The current school location in Woodford Green occupies four and a half acres, and the main buildings were designed by Arthur Blomfield, who was also responsible for Selwyn College in Cambridge. Originally there were just a hundred pupils, including sixty boarders. The numbers grew steadily during the twentieth century until there were nearly one thousand on the roll. The buildings were also extended, with the original Science Block (1910) then further extended (1969/70 and officially opened by Solly Zuckerman, Baron Zuckerman), the Great Hall (1937), the Adams Building (Music Block) (1964), a new Gymnasium Block (1975), the Preparatory School (1990), the Courtyard Building (2006), new Sports Block (2007), and Preparatory School Extension (2009).

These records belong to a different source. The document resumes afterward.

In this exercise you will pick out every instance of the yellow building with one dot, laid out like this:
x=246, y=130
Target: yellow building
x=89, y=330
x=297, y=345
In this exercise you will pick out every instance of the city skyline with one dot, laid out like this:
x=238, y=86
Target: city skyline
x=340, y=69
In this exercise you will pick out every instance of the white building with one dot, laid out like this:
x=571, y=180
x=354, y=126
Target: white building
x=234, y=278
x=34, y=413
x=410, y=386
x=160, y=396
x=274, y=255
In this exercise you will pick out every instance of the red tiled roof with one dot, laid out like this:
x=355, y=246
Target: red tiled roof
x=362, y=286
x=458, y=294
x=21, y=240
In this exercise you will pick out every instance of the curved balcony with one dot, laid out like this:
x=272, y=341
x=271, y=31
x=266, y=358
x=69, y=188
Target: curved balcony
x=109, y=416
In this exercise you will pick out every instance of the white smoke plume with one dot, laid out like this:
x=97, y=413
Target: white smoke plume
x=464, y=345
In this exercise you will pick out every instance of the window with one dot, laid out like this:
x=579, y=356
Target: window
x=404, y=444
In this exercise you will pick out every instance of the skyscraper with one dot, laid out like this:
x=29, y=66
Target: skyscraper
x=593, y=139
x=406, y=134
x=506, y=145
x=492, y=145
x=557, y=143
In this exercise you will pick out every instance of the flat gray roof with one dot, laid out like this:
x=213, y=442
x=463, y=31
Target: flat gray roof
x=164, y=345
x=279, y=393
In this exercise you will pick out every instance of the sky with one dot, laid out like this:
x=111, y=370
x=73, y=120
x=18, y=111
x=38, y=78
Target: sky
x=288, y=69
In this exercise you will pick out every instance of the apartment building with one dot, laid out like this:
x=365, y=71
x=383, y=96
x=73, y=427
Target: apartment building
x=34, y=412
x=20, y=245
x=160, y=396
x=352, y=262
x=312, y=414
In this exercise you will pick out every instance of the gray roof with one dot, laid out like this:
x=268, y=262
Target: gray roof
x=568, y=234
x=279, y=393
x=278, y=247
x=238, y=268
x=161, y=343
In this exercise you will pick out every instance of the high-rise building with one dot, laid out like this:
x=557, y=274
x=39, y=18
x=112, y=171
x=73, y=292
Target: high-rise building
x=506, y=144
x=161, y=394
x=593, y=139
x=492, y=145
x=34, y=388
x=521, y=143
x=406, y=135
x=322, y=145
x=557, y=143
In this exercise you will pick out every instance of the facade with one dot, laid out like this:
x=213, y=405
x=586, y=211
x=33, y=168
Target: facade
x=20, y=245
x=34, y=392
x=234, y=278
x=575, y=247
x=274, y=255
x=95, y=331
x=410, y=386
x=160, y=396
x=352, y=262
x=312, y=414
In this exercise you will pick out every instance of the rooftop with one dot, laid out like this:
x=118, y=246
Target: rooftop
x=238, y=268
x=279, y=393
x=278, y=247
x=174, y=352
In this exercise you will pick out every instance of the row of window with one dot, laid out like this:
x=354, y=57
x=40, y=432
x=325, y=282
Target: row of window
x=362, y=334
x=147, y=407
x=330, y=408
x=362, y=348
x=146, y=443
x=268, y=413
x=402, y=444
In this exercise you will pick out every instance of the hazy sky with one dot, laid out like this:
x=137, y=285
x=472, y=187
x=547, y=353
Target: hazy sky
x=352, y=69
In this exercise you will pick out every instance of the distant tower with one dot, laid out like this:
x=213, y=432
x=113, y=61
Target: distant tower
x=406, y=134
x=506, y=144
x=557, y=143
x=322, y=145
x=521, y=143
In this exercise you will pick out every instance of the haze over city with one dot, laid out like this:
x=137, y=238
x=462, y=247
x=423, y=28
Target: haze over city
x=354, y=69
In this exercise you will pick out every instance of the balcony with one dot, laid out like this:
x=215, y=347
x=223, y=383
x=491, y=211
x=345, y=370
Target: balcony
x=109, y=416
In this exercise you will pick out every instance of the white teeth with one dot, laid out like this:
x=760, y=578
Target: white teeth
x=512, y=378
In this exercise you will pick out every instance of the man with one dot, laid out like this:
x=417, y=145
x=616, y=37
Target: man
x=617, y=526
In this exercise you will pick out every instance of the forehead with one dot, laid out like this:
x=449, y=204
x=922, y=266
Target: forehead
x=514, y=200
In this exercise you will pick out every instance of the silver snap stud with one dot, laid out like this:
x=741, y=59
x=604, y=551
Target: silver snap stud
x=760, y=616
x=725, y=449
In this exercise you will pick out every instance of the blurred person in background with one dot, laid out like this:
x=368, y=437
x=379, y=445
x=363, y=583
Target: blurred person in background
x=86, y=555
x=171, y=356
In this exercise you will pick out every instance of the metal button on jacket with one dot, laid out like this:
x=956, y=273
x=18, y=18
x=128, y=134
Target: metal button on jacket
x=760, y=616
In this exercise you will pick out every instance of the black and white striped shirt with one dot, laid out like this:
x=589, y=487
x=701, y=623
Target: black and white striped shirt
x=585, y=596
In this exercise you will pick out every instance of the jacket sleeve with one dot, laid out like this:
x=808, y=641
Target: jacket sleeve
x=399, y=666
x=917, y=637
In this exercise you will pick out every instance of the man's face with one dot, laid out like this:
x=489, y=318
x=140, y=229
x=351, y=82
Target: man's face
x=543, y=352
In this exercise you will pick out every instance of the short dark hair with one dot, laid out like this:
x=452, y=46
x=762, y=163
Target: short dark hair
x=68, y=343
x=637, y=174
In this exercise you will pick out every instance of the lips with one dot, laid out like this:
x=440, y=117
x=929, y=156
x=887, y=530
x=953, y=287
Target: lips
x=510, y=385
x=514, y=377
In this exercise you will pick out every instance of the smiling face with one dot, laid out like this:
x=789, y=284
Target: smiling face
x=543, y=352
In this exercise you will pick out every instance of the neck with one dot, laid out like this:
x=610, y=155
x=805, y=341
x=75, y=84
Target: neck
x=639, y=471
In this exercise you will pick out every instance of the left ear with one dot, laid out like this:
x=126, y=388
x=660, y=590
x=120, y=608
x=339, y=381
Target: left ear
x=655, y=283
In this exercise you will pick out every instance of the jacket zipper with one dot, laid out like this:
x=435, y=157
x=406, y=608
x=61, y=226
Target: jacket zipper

Following the Education Act 1944, Bancroft's became a direct grant grammar school. However, the removal of this status in the 1970s prompted the governors to decide on three courses of action: to discontinue boarding, to admit girls for the first time and become fully independent. Some years later the decision was also taken to build a new preparatory school. These were all completed by 1990; the school now takes half its pupils from age 7, and half the pupils are now girls. In 1997, the government abolished the Assisted Places Scheme, which had helped children from poor families to attend the school; the governors replaced these by Francis Bancroft Scholarships, which were supported by the Drapers' Company and by the residue of Francis Bancroft's original will.

Mary Ireland became head in January 2008, succeeding Peter Scott. It was announced in October 2015 that Ireland would be succeeded by Simon Marshall as head following the 2015–2016 academic year.

The school team won the Kids' Lit Quiz in 2009 at the world final in South Africa.